I'm the founder of the Insight Data Science Fellows Program, and the new Insight Data Engineering Fellows Program we just launched above. With the Data Science program, which helps PhDs transition to industry, we're at 70+ alumni working as data scientists at companies like Facebook, Square, LinkedIn, Airbnb, etc.
This new Data Engineering Program is NOT restricted to PhDs, and open to all professional engineers or BS/MS graduates. It's still free, just like the Data Science Program, and is designed for people who want to leverage their existing software engineering skills to transition to a career in data.
Do you teach people about "hygiene", e.g. data provenance, versioning, and how to design schemas? I work on "big data" stuff at one of these major companies, and IMO the state of things is pretty sad. A typical pipeline involves a bunch of files strewn about a distributed file system, or a pretty messy database, especially when multiple teams are involved.

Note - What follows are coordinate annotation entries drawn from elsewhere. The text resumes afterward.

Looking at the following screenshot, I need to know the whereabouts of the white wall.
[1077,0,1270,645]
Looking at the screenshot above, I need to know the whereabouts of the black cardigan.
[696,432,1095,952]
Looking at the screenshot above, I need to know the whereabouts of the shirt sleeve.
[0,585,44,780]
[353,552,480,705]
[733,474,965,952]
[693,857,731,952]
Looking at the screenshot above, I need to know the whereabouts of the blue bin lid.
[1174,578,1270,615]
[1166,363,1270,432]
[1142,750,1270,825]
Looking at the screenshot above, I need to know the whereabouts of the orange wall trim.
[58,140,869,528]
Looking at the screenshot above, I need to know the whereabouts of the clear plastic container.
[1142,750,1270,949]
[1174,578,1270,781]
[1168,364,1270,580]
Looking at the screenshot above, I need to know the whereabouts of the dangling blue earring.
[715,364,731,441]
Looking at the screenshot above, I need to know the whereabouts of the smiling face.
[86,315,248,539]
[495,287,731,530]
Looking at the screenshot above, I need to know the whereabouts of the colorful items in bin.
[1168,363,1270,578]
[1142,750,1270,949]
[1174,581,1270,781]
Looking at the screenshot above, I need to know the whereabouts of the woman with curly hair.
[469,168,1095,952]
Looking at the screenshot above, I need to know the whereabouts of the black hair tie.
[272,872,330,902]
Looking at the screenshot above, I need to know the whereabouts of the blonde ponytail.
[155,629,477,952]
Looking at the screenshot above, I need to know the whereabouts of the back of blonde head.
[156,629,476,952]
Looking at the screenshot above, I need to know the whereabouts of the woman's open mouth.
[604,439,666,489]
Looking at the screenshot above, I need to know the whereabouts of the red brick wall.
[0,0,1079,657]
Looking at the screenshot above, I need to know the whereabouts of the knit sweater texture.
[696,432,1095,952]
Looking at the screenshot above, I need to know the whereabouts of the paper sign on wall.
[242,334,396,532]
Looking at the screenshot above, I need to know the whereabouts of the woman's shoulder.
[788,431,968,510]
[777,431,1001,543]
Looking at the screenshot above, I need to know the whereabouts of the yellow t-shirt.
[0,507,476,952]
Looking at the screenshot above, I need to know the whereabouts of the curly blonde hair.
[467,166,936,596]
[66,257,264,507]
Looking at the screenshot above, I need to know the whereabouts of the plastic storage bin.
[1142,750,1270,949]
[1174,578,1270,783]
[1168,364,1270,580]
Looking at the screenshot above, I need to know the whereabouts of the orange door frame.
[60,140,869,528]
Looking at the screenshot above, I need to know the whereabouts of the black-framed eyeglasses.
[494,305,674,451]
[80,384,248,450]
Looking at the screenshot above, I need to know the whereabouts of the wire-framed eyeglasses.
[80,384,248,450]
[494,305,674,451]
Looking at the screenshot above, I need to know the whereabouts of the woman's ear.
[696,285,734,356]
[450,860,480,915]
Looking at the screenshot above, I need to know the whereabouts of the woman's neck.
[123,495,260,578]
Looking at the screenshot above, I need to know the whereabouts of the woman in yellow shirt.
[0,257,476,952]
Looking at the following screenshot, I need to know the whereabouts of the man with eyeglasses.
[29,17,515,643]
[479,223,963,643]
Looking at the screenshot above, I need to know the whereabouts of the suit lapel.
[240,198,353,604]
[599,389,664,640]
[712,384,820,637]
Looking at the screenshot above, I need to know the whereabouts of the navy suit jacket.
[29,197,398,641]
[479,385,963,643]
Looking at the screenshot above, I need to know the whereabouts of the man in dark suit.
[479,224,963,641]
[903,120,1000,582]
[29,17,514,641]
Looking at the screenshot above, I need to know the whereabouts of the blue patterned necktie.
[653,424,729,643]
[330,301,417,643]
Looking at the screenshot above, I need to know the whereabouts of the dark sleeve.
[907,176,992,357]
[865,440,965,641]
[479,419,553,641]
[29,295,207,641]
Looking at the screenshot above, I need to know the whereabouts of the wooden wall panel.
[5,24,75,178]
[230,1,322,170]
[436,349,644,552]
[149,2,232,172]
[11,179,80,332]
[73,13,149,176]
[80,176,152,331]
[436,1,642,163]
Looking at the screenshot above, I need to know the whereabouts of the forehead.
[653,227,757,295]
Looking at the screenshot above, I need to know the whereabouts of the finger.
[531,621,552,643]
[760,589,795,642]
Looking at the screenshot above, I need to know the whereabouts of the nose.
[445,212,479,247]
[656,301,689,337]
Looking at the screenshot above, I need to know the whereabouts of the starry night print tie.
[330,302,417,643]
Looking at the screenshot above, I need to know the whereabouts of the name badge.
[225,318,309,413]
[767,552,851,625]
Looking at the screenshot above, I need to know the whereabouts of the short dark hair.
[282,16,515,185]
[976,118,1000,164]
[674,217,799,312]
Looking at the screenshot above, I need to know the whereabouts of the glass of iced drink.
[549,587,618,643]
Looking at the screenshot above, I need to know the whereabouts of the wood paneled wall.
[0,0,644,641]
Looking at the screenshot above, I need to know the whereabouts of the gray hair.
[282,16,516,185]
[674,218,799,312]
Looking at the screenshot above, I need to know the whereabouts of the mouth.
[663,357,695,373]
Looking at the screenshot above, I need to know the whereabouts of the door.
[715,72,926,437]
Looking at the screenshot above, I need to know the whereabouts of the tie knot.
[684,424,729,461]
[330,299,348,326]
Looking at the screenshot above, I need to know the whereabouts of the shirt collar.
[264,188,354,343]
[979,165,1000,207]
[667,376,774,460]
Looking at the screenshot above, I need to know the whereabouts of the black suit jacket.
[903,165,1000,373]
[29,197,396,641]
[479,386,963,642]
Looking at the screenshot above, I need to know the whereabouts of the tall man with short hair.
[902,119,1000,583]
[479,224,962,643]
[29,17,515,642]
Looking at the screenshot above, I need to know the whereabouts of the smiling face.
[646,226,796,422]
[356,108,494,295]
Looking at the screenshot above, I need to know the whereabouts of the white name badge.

The tools (I use) don't encourage good practices or have good defaults. You have to put in extra effort and write proper metadata, etc.
I think things are just new so this kind of issue doesn't get much attention yet. Curious to see if anyone has written anything about it. I guess academics and government and people who have to keep data around for a long period of time will have thought more about this.
The entire program is based entirely around professional data engineers from the mentor companies coming in to share their best practices with the group, which the Fellows than work to implement in their projects. A number of mentors have told me they will focus on the topics you mentioned. That said I would love to get your take on this too. Would love it if you drop me a line at jake@insightdataengineering.com with any suggestions. Thanks!
Wow this is really awesome and I'd like to participate so I'll ask a couple questions.
I'm in my last semester of university for CS (starting graduate school in the Fall), what kinds of 'pre-reqs' would you suggest in terms of languages/programming paradigms/statistics knowledge?
What is the weekly number of hours we should be prepared to commit?
If you haven't already, I would recommend taking an intro to databases course. A machine learning course would also be helpful, if you have time to take it before you finish. Other than courses, I would try to build some weekend projects that demonstrate your ability to write clean, modular code.
Regarding hours: Insight is really intense, so while the official hours during the six week program are M-F 10am-6pm, most Fellows stick around pretty late each evening. The peer-to-peer learning aspect of the program is one of its biggest strengths, and you get the most out of that when you can be around the office collaborating with others as much as possible.
I see that the application deadline is April 14 for a program starting June 2. When do the accepted candidates get notified? This would be pretty important for an applicant outside of the bay area.
For anyone who applies before the end of this weekend, we'll be in touch by mid-week next week with decisions on next steps in the process. Final decisions should be made about 1.5-2 weeks after that. We'll move equally quickly for applications that come in next week through to the April 14 deadline.
I'm seriously thinking about applying (actually to the Data Science program). I'm currently looking to start in the SF Bay Area as a data scientist (or data analyst, if need be) in late May to June.
But I have a question -- I've only advanced to the masters level at this point; I recently graduated with an MS in biostatistics. "PhD" and "postdoc" is written all over the site. Should I even consider applying?
Finally -- what's the best way to contact you? Should I email the email address under "Contact"? Or is there a preferred alternative?
The Insight Data Science Fellows Program is currently for PhDs only. If you have enough engineering experience, I would suggest applying to the Data Engineering program, which is open to anyone. If not, then drop me a line at jake@insightdatascience.com and I can see what I can do to help.
Thanks for the response; I'm definitely applying to the Data Engineers program. My engineering background has been more on-the-job than from formal coursework, so I was a bit subdued by list of engineering disciplines in the "Accepting Applicants From" section (though I now see "Scientific Research" as one of the fields, yay!). I really hope I can participate.
Great to hear. We love skills learned on-the-job. That list is just meant to cast a wide net, so people feel welcome to apply from various backgrounds. The main take-away is that we want people who have the right fundamental skill set, and are not too concerned about which formal discipline they learned it under.
This new Data Engineering Program is NOT restricted to PhDs, and open to all professional engineers or BS/MS graduates. It's still free, just like the Data Science Program, and is designed for people who want to leverage their existing software engineering skills to transition to a career in data.
Happy to answer any questions here.